Localização do documento: Fundação Getúlio Vargas/CPDOC
- Arquivo Anísio Teixeira - ATc
31.12.27.
Rio, 4 de fevereiro
de 1971
Meu querido Fernando:
Acompanho-o de todo coração em sua imensa dor,
que também sei compreender, por haver passado por experiência semelhante.
Ajudou-me considerar a presença de José Maurício como a de um visitante.
Chegou, nos aqueceu a vida com sua bondade e estranho senso de ausência em
relação às transitoriedades da vida e partiu, alegre, quase sem se despedir… A
isto a reflexão juntou que o sofrimento era nosso e não dêle.
Dêle, era o repouso, o
definitivo repouso do Nirvana. Os orientais, parece-me,
compreenderam melhor a vida e a morte: a provação e o descanso. Felizes os que
partem! …embora seja terrível para os que ficam. Com religião, ou sem religião,
a realidade é todo êsse impenetrável mistério, de que
não há sair se não por essas pequenas frestas abertas ao espírito humano. Sei
que V. há de vencer a provação, pois conserva também aquêle
senso estoico - que os gregos vislumbraram - e que
completa o sentido de provação com o da fortaleza contra o sofrimento.

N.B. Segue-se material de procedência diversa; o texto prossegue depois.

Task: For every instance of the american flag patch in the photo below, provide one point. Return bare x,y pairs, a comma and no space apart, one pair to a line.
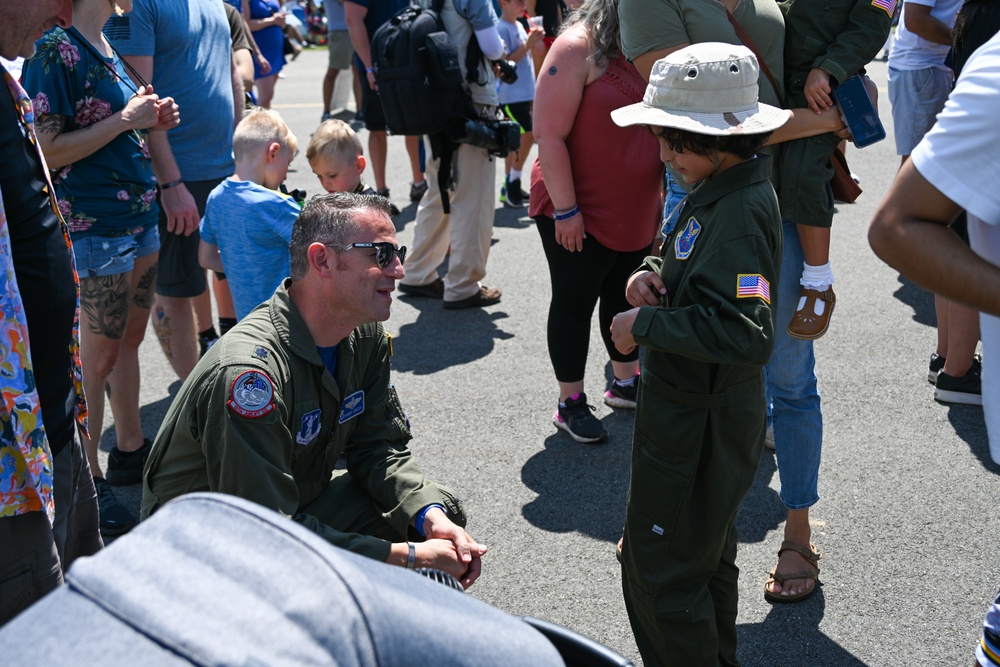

O que Zeno viu, como ninguém, é êsse cáráter do destino humano: nossa fôrça
é a da resistência ao sofrimento. Você há de se recuperar, enriquecido com a
terrível experiência e mais forte, se possível fôsse,
para continuar a dar-nos a alegria de sua presença.
Com êsses votos, em que se mistura a profunda
amargura comum, é que lhe venho agradecer sua carta de 27de janeiro e a palavra
com que conforte êste seu velho amigo afeito às
rudezas da vida e atônito e grato ante os mistérios da generosidade humana em
certas ocasiões. Saiba eu beber êsse
leite da bondade humana, sem perder aquêle outro
senso estoico de in utrunque
paratum, que é o de que V. precisa hoje e todos nós
precisamos, para sermos fiéis a nós próprios, a despeito da condição humana.